Towards the end of the 19th century, Macedonia was still part of the Ottoman Empire. Considered as the ‘jewel in the Ottoman crown’, the Turks would not give Macedonia up without a fight. A failed uprising in 1878 meant that the Macedonians needed to be more organized and better prepared if they were to free themselves from their oppressors.
In 1893, six men met in Solun to discuss the inception and creation of a Macedonian body that would fight for freedom and liberty. This organization was founded by Hristo Tatarchev, Dame Gruev, Petar Pop-Arsov, Andon Dimitrov, Hristo Batandzhiev and Ivan Hadzhinikolov, and was initially given the name of MRO (Macedonian Revolutionary Organization).
The organization grew rapidly and by the 2nd of August, 1903, MRO boasted some 20,000 members, each as loyal to the Macedonian cause as the next. Loyalty was given by blood oath and swearing fealty and allegiance to the organization. Usually performed by a priest, a new member would kneel before a revolver and a dagger that rested on a bible and would recite the following words:
"I swear by God, my faith and honor, that I will fight to the death for the freedom of the Macedonians in Macedonia, that I will submit unconditionally to the leadership and will unprotestingly carry out its orders; that I will betray no one neither by word nor deed the secret to which I wed myself today, and all that I shall see, hear and understand concerning the cause from today on. If I break my oath, let me be killed by one of the comrades, with the revolver or the dagger which here I kiss."
The person taking the oath would bow three times, kiss the objects, which, after the oath has been pronounced, he would kiss once again. This oath first appeared in the public eye via the British consular records in 1902.
The organization itself was highly organized and careful during its existence. A series of underground communication networks consisted of men and women traveling in secret to deliver hand written messages, and was considered the spine of the organization and paramount to its survival.
In 1903, having gained substantial support among the Macedonians, MRO staged the Ilinden Uprising, a significant but unsuccessful rebellion that was rapidly suppressed by the Ottoman authorities. Following the Ilinden Uprising, the idea of Macedonian statehood was revealed in the conviction that "the masses (the Macedonian people) should not rely on the possibility that Bulgaria or any other country might come and liberate them". At the same time, the future of Macedonia was defined as that of a state with independent status within a Balkan federation.
Agreed on at the General Congress held in the Rila Monastery in 1905, the ideological, political and statutory grounds for the establishment of a new, de facto, Macedonian state was born.
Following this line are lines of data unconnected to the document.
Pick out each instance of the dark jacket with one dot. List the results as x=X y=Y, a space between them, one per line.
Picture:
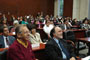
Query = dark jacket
x=2 y=44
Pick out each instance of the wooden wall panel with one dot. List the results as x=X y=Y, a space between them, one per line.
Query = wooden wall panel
x=25 y=7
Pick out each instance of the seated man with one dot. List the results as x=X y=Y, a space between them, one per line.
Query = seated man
x=57 y=48
x=34 y=36
x=21 y=48
x=5 y=39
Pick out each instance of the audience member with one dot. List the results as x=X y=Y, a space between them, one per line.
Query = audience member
x=21 y=48
x=5 y=39
x=34 y=36
x=57 y=48
x=47 y=27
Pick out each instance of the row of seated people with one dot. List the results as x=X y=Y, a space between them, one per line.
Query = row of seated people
x=21 y=47
x=55 y=37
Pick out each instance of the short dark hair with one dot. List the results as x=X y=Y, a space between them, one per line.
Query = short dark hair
x=17 y=30
x=52 y=32
x=31 y=26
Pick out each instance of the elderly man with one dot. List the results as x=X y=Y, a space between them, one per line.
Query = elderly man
x=21 y=48
x=57 y=48
x=5 y=39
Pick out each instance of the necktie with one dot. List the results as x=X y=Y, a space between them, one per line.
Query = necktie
x=64 y=50
x=7 y=41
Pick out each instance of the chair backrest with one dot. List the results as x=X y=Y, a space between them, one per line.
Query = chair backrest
x=87 y=33
x=69 y=35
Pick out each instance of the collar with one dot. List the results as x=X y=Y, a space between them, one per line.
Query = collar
x=22 y=43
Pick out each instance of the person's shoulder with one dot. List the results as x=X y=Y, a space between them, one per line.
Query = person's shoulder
x=14 y=46
x=11 y=37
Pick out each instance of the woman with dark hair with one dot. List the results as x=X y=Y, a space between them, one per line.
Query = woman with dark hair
x=34 y=36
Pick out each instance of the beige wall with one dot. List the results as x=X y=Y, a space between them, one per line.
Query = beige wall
x=80 y=9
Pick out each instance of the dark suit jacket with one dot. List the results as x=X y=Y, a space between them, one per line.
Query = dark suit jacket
x=53 y=51
x=2 y=44
x=63 y=27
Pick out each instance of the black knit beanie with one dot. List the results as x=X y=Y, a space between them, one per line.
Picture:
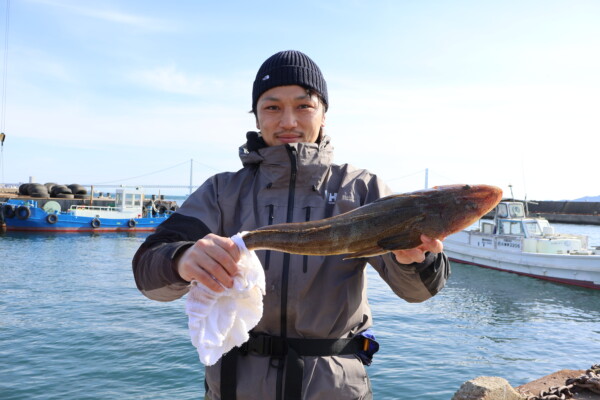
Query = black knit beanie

Subsequently, MRO split into two separate factions: a leftist, pro-Macedonian wing based in Macedonia, which continued to advocate for an independent Macedonia, and a rightist, pro-Bulgarian wing based in Sofia, which sought to annex Macedonia to Bulgaria and promoted Bulgarian political and military interests.
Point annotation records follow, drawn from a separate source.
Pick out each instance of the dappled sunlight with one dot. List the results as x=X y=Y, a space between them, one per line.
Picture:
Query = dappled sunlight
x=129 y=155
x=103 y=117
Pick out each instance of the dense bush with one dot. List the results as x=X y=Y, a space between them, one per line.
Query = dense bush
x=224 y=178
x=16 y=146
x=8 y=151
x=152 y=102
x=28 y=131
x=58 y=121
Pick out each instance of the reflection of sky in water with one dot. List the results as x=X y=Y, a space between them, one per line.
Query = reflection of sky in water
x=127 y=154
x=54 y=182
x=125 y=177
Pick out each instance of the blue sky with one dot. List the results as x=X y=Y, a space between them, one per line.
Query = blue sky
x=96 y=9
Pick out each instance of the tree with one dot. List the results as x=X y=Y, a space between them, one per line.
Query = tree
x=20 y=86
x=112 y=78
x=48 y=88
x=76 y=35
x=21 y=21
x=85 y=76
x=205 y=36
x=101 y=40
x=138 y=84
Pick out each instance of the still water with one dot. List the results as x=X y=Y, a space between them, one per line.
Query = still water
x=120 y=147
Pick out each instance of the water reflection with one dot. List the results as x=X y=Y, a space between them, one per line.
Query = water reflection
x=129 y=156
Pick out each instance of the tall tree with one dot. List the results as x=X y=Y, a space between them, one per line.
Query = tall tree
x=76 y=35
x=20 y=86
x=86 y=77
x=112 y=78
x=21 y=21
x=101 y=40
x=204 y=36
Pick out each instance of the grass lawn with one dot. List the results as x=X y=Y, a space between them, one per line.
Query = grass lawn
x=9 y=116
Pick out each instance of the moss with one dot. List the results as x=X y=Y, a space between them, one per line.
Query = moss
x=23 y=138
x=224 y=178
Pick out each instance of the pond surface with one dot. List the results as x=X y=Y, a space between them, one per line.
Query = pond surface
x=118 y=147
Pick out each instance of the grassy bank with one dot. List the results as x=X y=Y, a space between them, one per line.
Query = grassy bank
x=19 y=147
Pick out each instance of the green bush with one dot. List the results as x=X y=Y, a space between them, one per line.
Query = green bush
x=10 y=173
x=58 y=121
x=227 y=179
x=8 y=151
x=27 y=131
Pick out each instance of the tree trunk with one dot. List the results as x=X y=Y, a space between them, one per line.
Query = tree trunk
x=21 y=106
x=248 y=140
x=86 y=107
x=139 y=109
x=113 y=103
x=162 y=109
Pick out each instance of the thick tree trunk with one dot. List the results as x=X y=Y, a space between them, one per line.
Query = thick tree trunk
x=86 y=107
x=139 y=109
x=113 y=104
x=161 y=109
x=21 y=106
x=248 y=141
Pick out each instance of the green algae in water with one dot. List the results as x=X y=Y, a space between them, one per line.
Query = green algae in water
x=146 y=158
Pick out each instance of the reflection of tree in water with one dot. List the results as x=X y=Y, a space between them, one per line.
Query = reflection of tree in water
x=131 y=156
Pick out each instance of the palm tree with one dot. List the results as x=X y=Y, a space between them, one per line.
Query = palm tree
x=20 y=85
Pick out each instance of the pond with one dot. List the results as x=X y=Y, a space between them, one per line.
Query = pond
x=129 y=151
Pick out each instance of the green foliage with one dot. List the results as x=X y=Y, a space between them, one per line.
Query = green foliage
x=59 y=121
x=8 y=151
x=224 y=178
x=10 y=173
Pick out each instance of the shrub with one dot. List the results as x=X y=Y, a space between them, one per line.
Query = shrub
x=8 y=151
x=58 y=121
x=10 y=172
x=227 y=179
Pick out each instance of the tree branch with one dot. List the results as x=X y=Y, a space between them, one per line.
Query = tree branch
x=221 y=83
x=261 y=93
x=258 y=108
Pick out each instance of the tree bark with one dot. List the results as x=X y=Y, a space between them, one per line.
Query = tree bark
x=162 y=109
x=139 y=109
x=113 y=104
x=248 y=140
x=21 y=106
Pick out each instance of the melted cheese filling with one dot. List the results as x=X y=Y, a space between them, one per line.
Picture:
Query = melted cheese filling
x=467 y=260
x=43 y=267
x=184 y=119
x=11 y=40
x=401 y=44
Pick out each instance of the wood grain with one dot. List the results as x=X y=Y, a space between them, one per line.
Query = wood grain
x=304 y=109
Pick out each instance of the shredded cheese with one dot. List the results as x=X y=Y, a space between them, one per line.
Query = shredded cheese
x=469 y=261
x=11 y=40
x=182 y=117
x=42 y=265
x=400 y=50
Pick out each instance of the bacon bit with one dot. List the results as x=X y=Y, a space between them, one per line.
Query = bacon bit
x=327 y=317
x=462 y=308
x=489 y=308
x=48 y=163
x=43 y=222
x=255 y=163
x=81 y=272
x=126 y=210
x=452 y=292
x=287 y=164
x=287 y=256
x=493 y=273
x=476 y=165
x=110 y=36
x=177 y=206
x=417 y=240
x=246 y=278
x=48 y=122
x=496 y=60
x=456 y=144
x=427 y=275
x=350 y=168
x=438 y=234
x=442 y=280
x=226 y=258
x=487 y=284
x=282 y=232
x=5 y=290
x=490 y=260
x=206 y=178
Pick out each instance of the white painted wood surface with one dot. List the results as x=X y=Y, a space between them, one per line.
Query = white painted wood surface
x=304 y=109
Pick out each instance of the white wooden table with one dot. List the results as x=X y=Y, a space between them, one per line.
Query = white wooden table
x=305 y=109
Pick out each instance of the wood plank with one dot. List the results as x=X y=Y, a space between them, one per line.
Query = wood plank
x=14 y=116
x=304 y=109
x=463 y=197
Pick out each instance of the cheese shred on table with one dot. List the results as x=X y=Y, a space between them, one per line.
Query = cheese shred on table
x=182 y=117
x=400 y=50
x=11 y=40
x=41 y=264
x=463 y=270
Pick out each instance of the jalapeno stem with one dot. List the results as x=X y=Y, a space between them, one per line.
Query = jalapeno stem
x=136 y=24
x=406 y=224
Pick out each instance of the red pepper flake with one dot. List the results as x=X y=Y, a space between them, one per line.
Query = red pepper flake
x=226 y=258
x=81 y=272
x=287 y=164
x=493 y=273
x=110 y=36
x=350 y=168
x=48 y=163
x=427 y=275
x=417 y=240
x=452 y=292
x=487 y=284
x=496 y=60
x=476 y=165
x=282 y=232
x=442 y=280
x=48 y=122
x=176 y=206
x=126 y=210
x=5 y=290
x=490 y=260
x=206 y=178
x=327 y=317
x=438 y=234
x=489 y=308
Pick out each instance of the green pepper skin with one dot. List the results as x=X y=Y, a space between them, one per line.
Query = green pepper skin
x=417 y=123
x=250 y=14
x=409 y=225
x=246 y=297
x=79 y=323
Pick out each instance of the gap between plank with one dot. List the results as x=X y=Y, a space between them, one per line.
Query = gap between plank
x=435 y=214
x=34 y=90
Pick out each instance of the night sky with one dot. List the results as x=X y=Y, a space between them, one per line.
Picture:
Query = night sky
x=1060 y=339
The leftist, pro-Macedonian wing of IMRO, which came together in 1925 as IMRO (United), continued to promote the cause of Macedonian nationalism and the establishment of an independent Macedonian state. While it gained some early support from the Balkan communist parties, it was later persecuted by the Yugoslav authorities on the grounds that its supporters were Macedonian separatists, and therefore posed a threat to the unity of the Yugoslav state. By 1937 IMRO (United) was disbanded.